Il faut donc croire que la Russie fait partie de l’Occident puisqu’elle pratique le « double standard » dont on nous assure qu’il est le privilège spécifique de l’Europe et des Etats-Unis. Au sujet de l’attaque de l’Iran, la Russie déclarait, avec le plus grand sérieux : « Les frappes militaires injustifiées contre un État souverain membre de l’ONU, ses citoyens, des villes paisibles et endormies et des infrastructures nucléaires sont totalement inacceptables. La communauté internationale ne peut se permettre de traiter ce genre d’atrocités avec indifférence, car elles détruisent le monde et mettent en péril la sécurité régionale et internationale. »
Cela nous rappelle le « Sermon de la Montagne » où le Christ disait : « Pourquoi vois-tu la paille qui est dans l’œil de ton frère, et n’aperçois-tu pas la poutre dans la tienne? » Parce qu’entre les 400 morts iraniens et les 200 000 morts ukrainiens, on est bien dans l’ordre de cette différence de grandeur entre la paille et la poutre – et l’on se demande à nouveau : qui pratique le « double standard » ici ? Qui reproche à l’autre l’attaque d’un Etat souverain et des installations nucléaires en dépit du droit international ?
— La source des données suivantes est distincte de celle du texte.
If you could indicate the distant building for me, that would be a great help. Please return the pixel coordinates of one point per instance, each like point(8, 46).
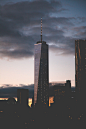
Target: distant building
point(41, 76)
point(22, 97)
point(62, 91)
point(80, 65)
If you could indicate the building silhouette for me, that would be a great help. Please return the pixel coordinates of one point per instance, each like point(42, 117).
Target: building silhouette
point(22, 97)
point(80, 65)
point(41, 76)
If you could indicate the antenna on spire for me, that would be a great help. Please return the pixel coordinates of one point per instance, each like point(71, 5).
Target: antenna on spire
point(41, 29)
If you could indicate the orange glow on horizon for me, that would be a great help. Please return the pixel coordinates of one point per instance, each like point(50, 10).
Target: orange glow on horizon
point(30, 100)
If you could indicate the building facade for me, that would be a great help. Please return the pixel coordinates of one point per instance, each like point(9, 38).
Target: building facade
point(80, 65)
point(22, 97)
point(41, 73)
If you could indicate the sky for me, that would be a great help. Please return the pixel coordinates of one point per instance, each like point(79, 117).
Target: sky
point(64, 21)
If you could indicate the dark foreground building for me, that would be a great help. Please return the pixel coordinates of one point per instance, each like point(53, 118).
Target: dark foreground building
point(80, 65)
point(41, 76)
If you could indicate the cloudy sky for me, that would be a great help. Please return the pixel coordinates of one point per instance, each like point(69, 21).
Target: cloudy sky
point(64, 21)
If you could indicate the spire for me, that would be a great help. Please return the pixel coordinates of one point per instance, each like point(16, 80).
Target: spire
point(41, 29)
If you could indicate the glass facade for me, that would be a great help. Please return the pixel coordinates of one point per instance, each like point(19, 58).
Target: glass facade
point(80, 64)
point(41, 79)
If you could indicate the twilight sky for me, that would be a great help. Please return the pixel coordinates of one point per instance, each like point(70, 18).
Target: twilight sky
point(64, 21)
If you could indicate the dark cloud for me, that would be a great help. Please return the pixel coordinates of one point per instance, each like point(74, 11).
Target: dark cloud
point(20, 27)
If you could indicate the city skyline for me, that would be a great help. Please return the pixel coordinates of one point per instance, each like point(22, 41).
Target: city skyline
point(63, 23)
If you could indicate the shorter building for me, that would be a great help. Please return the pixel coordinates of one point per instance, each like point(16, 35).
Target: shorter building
point(22, 97)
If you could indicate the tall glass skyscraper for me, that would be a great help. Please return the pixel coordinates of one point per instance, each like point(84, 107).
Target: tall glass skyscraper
point(41, 75)
point(80, 65)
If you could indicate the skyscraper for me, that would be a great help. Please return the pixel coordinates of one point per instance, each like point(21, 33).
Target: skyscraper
point(80, 65)
point(22, 96)
point(41, 76)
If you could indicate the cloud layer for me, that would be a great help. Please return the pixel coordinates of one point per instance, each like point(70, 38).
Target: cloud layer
point(20, 28)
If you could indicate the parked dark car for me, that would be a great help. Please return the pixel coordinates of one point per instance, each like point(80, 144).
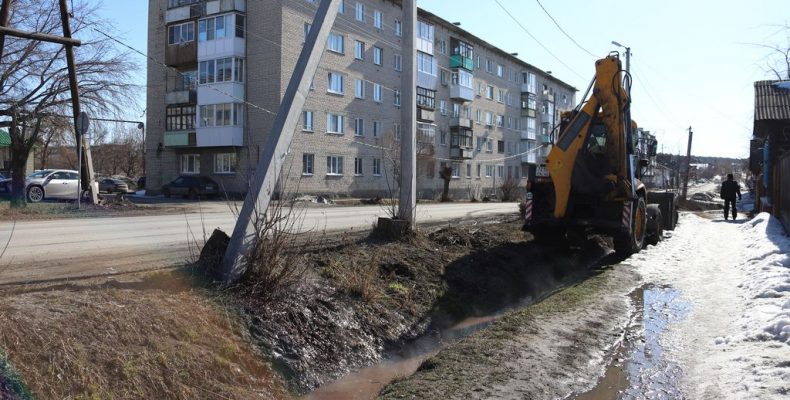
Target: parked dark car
point(192, 187)
point(113, 185)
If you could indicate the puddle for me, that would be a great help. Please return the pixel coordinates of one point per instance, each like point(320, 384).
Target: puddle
point(639, 368)
point(366, 383)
Ainsi, le 19 juin, le président russe Vladimir Poutine et son homologue chinois Xi Jinping ont appelé à une « désescalade » du conflit entre Israël et l’Iran. À la suite de cet appel, le conseiller du Kremlin, Iouri Ouchakov, a déclaré que Poutine et Xi « condamnaient fermement les actions d’Israël, qui violent la Charte des Nations Unies et d’autres normes du droit international ». Ce que cet appel manifeste, c’est l’opportunisme de deux régimes qui remplissent le vide laissé par des Etats-Unis à la dérive sous la deuxième présidence Trump : un Trump critiqué dans son propre camp, pour soutenir une guerre dont il affirmait « qu’elle n’arriverait jamais s’il était élu ».
Plus encore, Xi Jinping en s’alliant à Poutine dans sa condamnation au niveau du droit international de l’attaque d’Israël contre l’Iran, sans jamais avoir critiqué la Russie pour son attaque contre l’Ukraine, révèle au monde entier que la pratique du « deux poids, deux mesures » est bien un instrument légitimé de la politique étrangère et de la diplomatie publique chinoise.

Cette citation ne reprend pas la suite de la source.